Biomechanical studies have suggested that a 50% retention of both facet joints is necessary to preserve stability [37]. Osman SG studied the lumbar flexibility and pathological anatomy changes after posterior and transforaminal decompression [38]. The anterior medial third of the superior facet, the anterior portion of the inferior facet, and the joint part between them were resected after transforaminal decompression. Spinal flexibility changes were not observed after transforaminal decompression while the flexibility of extension and axial rotation was obviously increased after posterior decompression. The transforaminal decompression technique used in our study was similar to the above study. Even after bilateral transforaminal decompression, no iatrogenic segmental instability was recorded during the follow-up. Because the posterior structures, including spinous processes, ligaments and lamina were intact, transforaminal decompression had less damage to facet joints, which had less impact on the integrity of the spinal anatomy. The risk of iatrogenic instability caused by this surgical technique was minimized.
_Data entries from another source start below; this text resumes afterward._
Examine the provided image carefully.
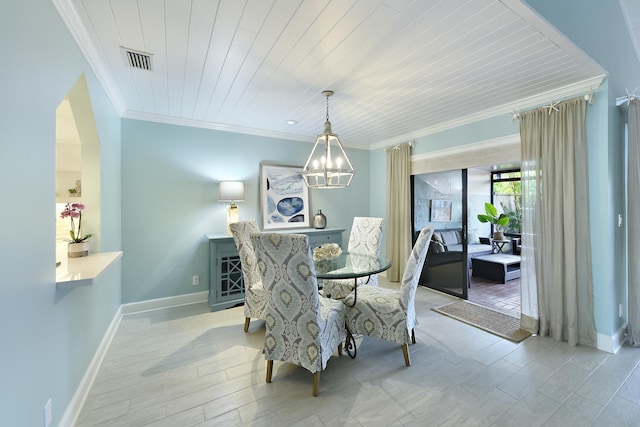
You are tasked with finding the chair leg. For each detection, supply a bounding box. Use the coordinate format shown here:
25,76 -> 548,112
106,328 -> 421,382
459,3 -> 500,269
267,360 -> 273,383
402,344 -> 411,366
313,371 -> 320,396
Compared with other MIS procedures, bilateral transforaminal decompression has the following advantages. In the first place, it can achieve adequate decompression of the central spinal canal, bilateral lateral recesses and intervertebral foramina, providing a new treatment strategy for CLSS. Moreover, decompression through the transforaminal approach can minimize the damage of facet joints, and there is no damage to the posterior ligament structure and muscles, thereby reducing iatrogenic segmental instability and avoiding spinal fusion surgery. Last but not least, this procedure can be performed under local anesthesia with high patient tolerance, and it has the advantages of MIS surgery such as less trauma, less bleeding, and faster recovery, which can provide a better treatment option for elderly or medically compromised patients who are challenging to perform general anesthesia.
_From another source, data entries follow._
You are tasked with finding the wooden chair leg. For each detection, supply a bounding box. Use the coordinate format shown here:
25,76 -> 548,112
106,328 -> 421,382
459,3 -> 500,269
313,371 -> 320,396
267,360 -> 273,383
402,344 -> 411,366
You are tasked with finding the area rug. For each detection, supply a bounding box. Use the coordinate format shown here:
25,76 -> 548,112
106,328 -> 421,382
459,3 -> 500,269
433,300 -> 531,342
Except for the main pathogenic factors on the dorsal side of the dural sac, percutaneous endoscopic decompression through a bilateral transforaminal approach is sufficient for CLSS, which provides a novel minimally invasive surgical treatment for CLSS. It is a feasible, safe, and clinically effective minimally invasive procedure, especial for elderly or medically compromised patients. However, this study has many limitations. This is a retrospective study with small sample size and no control group. The follow-up time is relatively short, and long-term clinical results cannot be assessed. In the future, it is hoped that a multi-center, large-sample, and long-term follow-up randomized controlled trial will be conducted to compare bilateral transforaminal decompression and other surgical techniques for degenerative central spinal canal stenosis.